On this day in 1865, slaves in Galveston, Texas, learn that they are free. The anniversary of today’s events has come to be known as Juneteenth.


But why did it take Galveston so long to receive the news? The Civil War had been over for more than two months.

Juneteenth celebration, Austin, Texas (1900)

Okay, so the war was officially over, but pockets of fighting continued to erupt, even after Robert E. Lee’s surrender at Appomattox. Moreover, Texas was at the remote ends of the then-existing country. It took time for news to travel.


Union soldiers didn’t reach Galveston until the middle of June. On June 19, Union Army General Gordon Granger finally stood on a Galveston balcony and read aloud an order emancipating slaves.


“This involves an absolute equality of personal rights and rights of property between former masters and slaves,” the order concluded, “and the connection heretofore existing between them becomes that between employer and hired labor.”


It had been more than two years since Abraham Lincoln issued the Emancipation Proclamation—and nearly three since he issued a preliminary Emancipation Proclamation in September 1862.


Less is known about that preliminary proclamation, but let’s just say that it wasn’t exactly pretty.


In that preliminary announcement, Lincoln gave the Confederate states until January 1, 1863, to return to the Union. Any state that voluntarily returned, Lincoln promised, could keep its slaves. Meanwhile, those states refusing to comply would be subject to the Emancipation Proclamation that Lincoln intended to issue on the first day of the New Year.


No state returned to the fold in the months that followed. Instead, on January 1, Lincoln issued his formal Emancipation Proclamation, a document that freed slaves in the Confederate states, but did not free the slaves in the northern states. (Yes, there were some.)


The Emancipation Proclamation, then, was limited by its own terms: It didn’t free northern slaves, and it could not be enforced in the South. As it turned out, many slaves in places like Galveston didn’t even know that the proclamation had been issued.
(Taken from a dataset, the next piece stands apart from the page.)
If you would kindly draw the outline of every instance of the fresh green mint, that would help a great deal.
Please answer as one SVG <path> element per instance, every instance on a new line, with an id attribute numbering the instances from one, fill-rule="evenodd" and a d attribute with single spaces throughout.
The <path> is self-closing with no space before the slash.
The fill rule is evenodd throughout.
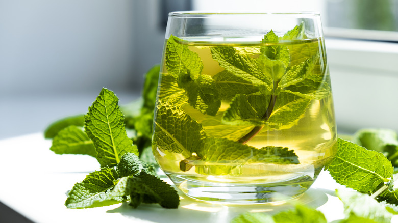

And that’s why Galveston slaves didn’t learn they were free until June 19, 1865.


Not that everything magically changed on that day, because it didn’t. Some slave owners didn’t deliver the news to their slaves right away. Many slaves continued to work long after they were technically free.


“‘The way it was explained to me,’” one descendant later said, “‘the 19th of June wasn’t the exact day the N*gro was freed. But that’s the day they told them that they was free . . . And my daddy told me that they whooped and hollered and bored holes in trees with augers and stopped it up with powder and light and that would be their blast for the celebration.’”


June 19 became a rallying date of sorts, at least in Texas. At first, it was known as Emancipation Day, and it provided “an occasion for gathering lost family members, measuring progress against freedom and inculcating rising generations with the values of self-improvement and racial uplift,” as historian Henry Louis Gates, Jr. describes. The Emancipation Proclamation was read and re-read. Over time, celebrations began to involve barbecues, sports, marches, or prayer services.


As families moved around, Juneteenth celebrations spread across the country, but perhaps its most notable observance came in 1968, when the anniversary was observed in the wake of Martin Luther King, Jr.’s assassination. Since then, the holiday has continued to grow and most states have officially adopted it.


Today, then, is a reminder of the promise of America: Liberty and equality for all. But it is also a reminder of how very far we’ve come.